Fifteen years ago, when CapeRay was still being incubated within the University of Cape Town (UCT), we were awarded a two-year grant by the NIH’s National Cancer Institute (R21 CA101705). The grant, entitled “Low dose digital X-rays for mammographic screening,” enabled us to develop a working prototype that subsequently led to venture capital funding and the company was spun out from UCT. In fact, it would not be an exaggeration to say that without the NCI funding, there would be no CapeRay.
The NCI, which was founded in 1937, is the largest institute within the National Institutes of Health and has an annual budget of nearly $7 billion. This past Wednesday, the White House announced that cancer surgeon Dr Monica Bertagnolli will become the next director of NCI, the first woman to occupy the position. She replaces Dr Ned Sharples who said, “Dr Bertagnolli is a terrific choice to be the 16th director of the National Cancer Institute. She’s a marvellous surgeon and national leader in cancer clinical trials, and just the right person to lead President Biden’s Cancer Moonshot.”
The Cancer Moonshot is an initiative to cure cancer that was created by Biden as Vice President in 2016, shortly after his son Beau died of brain cancer. As reported in Science, one of the first tasks facing Bertagnolli (seen left, © ASCO) will be to steer the Cancer Moonshot towards its ambitious goal of cutting annual cancer deaths in half over the next 25 years, a challenge which President Biden articulated in February this year. She will also aim to increase grant funding and improve diversity among cancer researchers.
Bertagnolli earned an undergraduate degree in biochemical engineering from Princeton University before studying medicine at the University of Utah and then completing her surgical residency at Brigham and Women’s Hospital in Boston. She is currently a professor of surgery at Harvard Medical School, chief of surgical oncology at the Dana-Farber Cancer Institute, and has previously served as president of the American Society of Clinical Oncology (ASCO).

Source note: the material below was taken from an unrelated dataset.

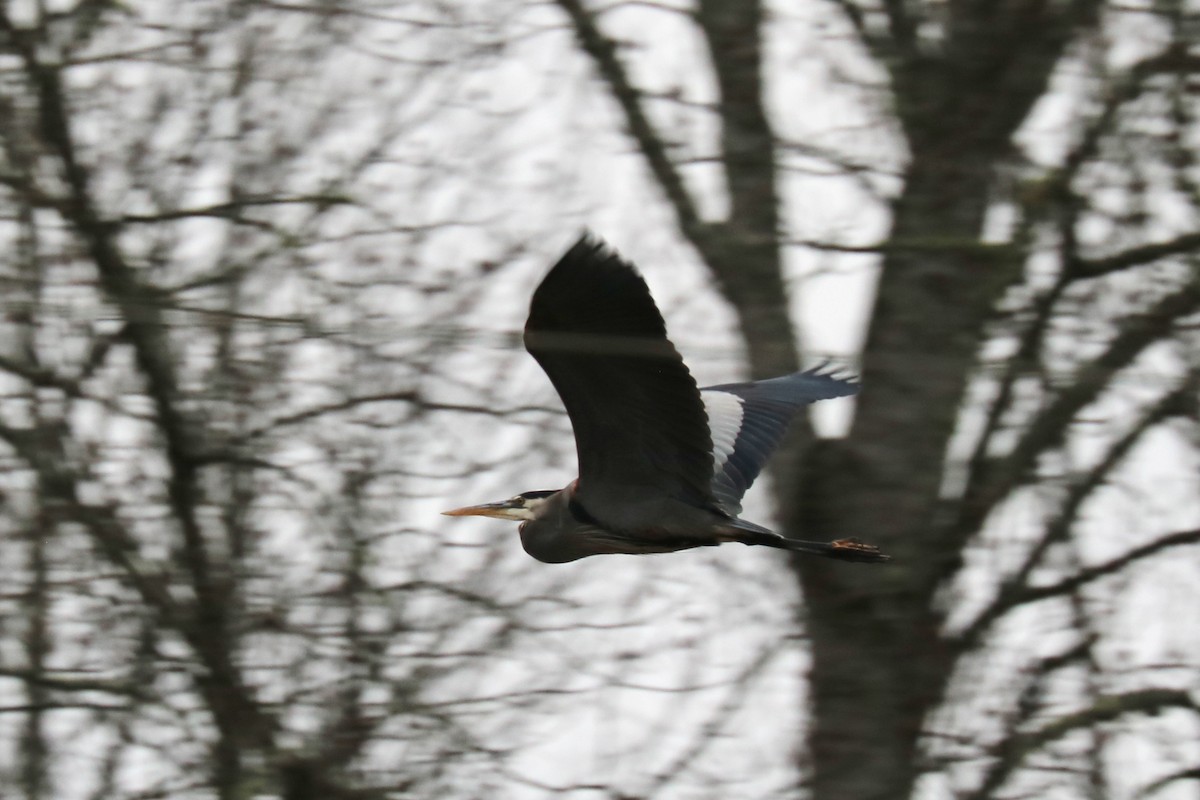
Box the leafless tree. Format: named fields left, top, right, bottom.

Bertagnolli is probably best known for her research on the molecular origins of colorectal cancer and metastatic melanoma but she has also made key contributions to our understanding of secondary sarcomas after radiation therapy for breast cancer. Much will be expected of her as director of NCI, although Dr Francis Collins (seen right), science advisor to President Biden and former director of the NIH, said: “Dr Bertagnolli has always kept patients front of mind, which is essential to the mission of NCI.”